Anyway, I should have responded this morning. As a polite, nice, good person. But I was busy and tired. And I started questioning why I should go there. I mean–even when everything was all lightning bolts–it didn’t work out. So why do that? Maybe it’s all just a waste of energy and time I don’t have. But then I reminded myself that those lightning bolts were unexpected and had I listened to my inner cynic then, I’d never have found those adventures. But then part of me was pretty okay with avoiding such encounters.
That wasn’t what got me really thinking, though. It was how nice he was/is. The Blessings. The hippieness. There’s a fakeness to California hippieness that isn’t authentic to me–and that’s probably wrong and judgmental. But I kept thinking–I’m too mean for someone like that. He won’t like me. Of course, he won’t.
And I realized then that–for years–I wore this armor of nice. Of being a good person. The girl trying to heal everyone and save the world. I built my life around that persona that wasn’t quite me–just some penance for some wrong I blamed myself for when I was six. And it made me question if anything I’ve been working toward–these big things–are actually mine or just more bullshit side effects of trauma.
Do I need to pay thousands of dollars to be a therapist? Go through all that torture? Do I end up happy–or immersed in another version of the TFA debacle?
Is what I do now my life’s work? Can it be? Or maybe my life’s work should be my fucking life and not the way I pay bills?
These are things I’ll be examining over the next few months–probably in therapy. I do know that so much of this path I’ve been on has not been loving. Has not supported me in anything except self-abuse. And while it’s great to want to help someone, abandoning yourself means helping no one.
And damn, I don’t want nice anymore. I like that I’m a bit mean. That I am ascerbic. That I have a backbone. That I question and challenge and don’t roll over–most days. That I’m not paying penance for some bullshit that isn’t mine to owe. That I wrote a blank check to and sold my soul to in restoration.
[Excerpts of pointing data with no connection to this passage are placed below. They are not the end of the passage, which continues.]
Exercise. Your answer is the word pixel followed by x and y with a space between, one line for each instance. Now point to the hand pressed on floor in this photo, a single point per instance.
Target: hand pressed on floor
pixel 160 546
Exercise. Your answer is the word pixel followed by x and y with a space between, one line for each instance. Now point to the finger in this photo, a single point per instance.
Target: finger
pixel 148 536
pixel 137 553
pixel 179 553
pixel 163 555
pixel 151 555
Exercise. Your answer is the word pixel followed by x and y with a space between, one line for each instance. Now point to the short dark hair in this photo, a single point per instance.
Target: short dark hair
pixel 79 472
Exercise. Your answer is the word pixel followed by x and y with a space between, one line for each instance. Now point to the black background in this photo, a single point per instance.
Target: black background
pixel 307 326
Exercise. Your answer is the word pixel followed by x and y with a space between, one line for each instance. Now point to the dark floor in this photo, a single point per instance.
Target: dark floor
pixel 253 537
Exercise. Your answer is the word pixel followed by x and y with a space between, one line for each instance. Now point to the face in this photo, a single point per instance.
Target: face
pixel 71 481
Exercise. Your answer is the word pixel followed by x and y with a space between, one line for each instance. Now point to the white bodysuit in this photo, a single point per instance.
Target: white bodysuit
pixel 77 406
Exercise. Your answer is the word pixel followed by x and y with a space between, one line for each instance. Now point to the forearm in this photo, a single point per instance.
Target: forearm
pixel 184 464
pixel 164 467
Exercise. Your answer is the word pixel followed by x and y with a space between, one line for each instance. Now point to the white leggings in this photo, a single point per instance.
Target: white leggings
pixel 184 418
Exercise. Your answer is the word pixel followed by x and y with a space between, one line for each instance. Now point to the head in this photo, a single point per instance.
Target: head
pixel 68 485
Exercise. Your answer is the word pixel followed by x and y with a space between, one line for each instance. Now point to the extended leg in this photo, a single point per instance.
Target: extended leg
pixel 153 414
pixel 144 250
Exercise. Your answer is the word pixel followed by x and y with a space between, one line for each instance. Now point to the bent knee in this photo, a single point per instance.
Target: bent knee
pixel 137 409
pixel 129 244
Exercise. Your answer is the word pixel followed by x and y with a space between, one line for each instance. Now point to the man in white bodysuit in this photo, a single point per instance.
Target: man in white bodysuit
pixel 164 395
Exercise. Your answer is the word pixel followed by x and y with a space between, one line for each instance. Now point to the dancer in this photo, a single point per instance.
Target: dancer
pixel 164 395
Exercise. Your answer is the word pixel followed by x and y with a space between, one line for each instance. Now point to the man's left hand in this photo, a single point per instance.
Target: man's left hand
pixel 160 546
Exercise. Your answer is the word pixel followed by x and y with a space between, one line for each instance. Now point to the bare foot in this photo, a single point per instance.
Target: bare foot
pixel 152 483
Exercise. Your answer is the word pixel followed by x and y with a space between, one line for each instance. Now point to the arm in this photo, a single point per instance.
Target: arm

I like that I have my Daddy’s humor. I like that I’m real and honest about the shit that hurts and stings and sucks. That sometimes I complain. That I get angry.
I like me. The one I didn’t choose. The person I am. The one I was meant to be before nice took over.
And the people I love are not nice. That’s why I loved them. That’s why they broke me. That’s why they left.
But–is that another pattern? Why don’t I love the nice guys who bless me? Why don’t I feel at home with those people? Who am I to say they’re fake? Who am I to say they would’t love me and all my honest anger?
Why can’t I let myself be surprised? Let myself not think about it and just give someone a chance to prove me wrong?
I guess we’ll see if I respond to that email.